Scientific classification
- Kingdom: Plantae
- Clade: Tracheophytes
- Clade: Angiosperms
- Clade: Monocots
- Order: Liliales
- Family: Melanthiaceae
- Genus: Trillium
- Species: T. foetidissimum
- Binomial name: Trillium foetidissimum J.D.Freeman, 1975
- Synonyms: Trillium foetidissimum f. luteum J.D.Freeman;

= Trillium foetidissimum =

- Genus: Trillium
- Species: foetidissimum
- Authority: J.D.Freeman, 1975
- Synonyms: Trillium foetidissimum f. luteum J.D.Freeman

Species of flowering plant

Trillium foetidissimum, also known as the Mississippi River wakerobin, stinking trillium, or fetid trillium, is a species of flowering plant in the family Melanthiaceae. It is found along the Louisiana–Mississippi border in a variety of habitats.

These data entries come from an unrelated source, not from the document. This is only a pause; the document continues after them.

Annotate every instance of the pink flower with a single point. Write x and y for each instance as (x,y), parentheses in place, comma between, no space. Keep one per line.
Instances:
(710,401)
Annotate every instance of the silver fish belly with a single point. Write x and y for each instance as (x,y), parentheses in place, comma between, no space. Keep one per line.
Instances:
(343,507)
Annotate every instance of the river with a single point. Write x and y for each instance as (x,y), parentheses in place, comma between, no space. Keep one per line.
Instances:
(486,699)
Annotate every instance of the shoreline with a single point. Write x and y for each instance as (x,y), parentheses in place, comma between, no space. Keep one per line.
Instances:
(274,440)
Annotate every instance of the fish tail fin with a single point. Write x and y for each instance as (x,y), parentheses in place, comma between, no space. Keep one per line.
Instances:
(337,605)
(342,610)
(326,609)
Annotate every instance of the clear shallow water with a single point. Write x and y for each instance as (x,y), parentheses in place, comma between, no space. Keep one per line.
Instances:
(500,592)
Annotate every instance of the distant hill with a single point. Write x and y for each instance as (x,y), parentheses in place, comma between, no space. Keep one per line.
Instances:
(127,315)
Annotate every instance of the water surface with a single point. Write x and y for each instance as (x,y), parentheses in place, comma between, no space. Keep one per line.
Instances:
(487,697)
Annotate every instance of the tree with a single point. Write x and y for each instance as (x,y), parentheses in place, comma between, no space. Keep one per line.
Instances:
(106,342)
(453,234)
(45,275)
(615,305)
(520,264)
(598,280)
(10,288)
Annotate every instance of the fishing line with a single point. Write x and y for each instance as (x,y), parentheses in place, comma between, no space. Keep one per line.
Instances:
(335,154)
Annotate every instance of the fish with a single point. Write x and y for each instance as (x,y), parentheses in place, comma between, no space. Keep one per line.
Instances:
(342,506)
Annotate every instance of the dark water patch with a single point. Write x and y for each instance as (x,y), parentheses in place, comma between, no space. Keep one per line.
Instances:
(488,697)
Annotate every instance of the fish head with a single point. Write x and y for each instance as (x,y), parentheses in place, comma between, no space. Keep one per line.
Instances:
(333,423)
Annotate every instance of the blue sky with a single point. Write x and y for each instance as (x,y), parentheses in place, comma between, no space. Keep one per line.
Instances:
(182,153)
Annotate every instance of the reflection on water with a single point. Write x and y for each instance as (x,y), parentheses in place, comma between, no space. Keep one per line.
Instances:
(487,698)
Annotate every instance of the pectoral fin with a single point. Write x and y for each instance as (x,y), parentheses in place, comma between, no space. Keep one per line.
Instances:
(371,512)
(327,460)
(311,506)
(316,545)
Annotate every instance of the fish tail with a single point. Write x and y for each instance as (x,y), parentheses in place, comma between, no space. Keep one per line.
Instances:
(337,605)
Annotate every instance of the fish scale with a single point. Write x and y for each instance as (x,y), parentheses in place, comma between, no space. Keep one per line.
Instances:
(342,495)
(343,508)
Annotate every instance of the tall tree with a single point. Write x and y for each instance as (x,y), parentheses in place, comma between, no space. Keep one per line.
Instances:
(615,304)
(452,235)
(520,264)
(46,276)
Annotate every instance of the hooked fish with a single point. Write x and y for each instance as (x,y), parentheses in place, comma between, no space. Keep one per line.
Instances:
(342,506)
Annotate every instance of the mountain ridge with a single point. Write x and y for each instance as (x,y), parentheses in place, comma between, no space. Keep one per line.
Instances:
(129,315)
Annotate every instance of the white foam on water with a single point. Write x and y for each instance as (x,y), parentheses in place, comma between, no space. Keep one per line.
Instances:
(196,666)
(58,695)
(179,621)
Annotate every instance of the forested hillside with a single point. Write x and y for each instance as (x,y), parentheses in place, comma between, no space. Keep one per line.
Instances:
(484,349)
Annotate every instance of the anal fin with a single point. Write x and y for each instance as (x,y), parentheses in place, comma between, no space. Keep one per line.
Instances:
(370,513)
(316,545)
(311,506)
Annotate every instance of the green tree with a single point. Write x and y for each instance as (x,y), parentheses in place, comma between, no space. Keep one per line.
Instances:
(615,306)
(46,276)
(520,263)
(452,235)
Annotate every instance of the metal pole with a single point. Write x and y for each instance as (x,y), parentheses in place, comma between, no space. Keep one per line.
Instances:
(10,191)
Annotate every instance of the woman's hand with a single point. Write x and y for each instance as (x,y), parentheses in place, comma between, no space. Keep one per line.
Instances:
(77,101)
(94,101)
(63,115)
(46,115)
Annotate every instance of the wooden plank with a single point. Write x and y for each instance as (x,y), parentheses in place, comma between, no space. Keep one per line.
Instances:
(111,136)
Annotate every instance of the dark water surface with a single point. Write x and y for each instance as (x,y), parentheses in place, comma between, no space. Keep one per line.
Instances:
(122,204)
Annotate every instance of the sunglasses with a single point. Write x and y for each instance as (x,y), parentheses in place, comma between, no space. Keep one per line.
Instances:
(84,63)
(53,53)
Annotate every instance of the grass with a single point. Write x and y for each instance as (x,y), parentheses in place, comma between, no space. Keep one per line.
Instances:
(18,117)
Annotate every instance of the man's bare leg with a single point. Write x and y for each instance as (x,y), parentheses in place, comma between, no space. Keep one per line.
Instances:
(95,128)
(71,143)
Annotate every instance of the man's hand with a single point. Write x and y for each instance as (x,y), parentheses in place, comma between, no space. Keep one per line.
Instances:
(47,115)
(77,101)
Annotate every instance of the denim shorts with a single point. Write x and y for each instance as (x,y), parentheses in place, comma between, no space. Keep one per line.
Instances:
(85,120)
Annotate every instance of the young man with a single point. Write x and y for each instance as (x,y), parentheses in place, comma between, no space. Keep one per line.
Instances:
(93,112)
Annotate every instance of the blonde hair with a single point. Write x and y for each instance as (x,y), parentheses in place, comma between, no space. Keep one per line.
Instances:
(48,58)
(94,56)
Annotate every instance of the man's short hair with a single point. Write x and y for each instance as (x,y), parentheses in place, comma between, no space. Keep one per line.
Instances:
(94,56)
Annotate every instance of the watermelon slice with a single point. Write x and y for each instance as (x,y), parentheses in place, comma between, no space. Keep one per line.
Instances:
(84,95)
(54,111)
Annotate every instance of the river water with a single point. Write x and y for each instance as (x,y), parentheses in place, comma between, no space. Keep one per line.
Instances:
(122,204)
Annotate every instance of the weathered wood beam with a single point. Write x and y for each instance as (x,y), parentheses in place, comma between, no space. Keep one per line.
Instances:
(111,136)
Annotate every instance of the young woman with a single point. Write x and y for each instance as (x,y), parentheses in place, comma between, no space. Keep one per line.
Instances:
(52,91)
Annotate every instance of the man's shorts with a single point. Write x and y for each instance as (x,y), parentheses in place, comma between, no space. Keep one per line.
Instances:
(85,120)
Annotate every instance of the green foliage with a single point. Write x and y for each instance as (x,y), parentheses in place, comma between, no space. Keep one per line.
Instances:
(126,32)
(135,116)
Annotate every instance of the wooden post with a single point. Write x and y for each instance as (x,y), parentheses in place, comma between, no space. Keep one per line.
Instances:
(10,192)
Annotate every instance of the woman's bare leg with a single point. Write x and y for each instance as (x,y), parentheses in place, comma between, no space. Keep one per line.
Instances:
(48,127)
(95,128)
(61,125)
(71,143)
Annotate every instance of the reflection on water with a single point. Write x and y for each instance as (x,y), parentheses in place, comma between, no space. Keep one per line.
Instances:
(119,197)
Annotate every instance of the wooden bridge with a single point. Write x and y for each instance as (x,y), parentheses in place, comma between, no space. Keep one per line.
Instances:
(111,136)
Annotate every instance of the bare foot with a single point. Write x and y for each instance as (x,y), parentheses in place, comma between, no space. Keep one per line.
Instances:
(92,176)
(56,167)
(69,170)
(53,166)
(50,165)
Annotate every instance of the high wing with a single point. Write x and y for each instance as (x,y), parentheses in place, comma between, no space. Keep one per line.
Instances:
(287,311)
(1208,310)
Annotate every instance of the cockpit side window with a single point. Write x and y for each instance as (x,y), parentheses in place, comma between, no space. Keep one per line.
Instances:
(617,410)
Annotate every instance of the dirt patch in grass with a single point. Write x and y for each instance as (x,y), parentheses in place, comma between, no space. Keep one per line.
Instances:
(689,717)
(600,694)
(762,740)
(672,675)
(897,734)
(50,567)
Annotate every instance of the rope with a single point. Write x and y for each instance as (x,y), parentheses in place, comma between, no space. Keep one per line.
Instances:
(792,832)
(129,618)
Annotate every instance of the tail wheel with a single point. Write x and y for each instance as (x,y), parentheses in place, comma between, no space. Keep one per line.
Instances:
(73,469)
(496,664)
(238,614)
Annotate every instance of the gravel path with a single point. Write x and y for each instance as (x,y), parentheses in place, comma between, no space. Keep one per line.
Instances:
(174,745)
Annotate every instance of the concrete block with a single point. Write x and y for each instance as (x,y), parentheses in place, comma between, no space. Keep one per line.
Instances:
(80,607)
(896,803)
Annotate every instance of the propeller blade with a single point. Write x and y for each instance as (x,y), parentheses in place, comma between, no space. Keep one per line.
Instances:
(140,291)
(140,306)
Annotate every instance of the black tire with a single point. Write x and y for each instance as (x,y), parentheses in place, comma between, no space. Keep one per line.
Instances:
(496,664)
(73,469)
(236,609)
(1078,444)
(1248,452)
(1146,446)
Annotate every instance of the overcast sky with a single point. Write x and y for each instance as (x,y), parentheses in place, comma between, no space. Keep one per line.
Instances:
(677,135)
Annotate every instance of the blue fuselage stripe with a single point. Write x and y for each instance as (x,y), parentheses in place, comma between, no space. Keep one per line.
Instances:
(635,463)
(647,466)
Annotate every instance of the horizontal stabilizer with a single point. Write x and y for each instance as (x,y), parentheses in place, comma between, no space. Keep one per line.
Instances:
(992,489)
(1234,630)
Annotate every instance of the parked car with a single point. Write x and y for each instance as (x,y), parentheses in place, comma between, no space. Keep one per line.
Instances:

Trillium foetidissimum is a perennial herbaceous plant that blooms from early March to early April.

==Description==
The plant is brown colored with horizontal rhizomes and bracts. It carries 1-2 scapes which are 0.8–2.8 dm from green to maroon-colored and are round at cross section. Leaves are either light or bronze-green in color. Sepals are located above the bracts and are green colored, horizontal, and lanceolate. They are 16–40 mm long and 4–6 mm wide and are thick. Petals are erect while apex is acute. Flaments are 3–6 mm long and are dark maroon in color while stamens are 9–25 mm and are both erect and prominent. Anthlers are straight, 8–15 mm long, and are blackish-maroon in color. The species also have erect and ovate ovary which is 5–12 mm long and is reddish-purple in color. Stigma is also erect and dark purple in color but is subulate and fleshy unlike the ovary. The flower is sessile, of a maroon color fading to brown with narrow lanceolate petals. It emits a smell of rotting meat to attract insect pollinators, hence the name. Its leaves are strongly mottled. The flower turns to a purple-brown berry in autumn.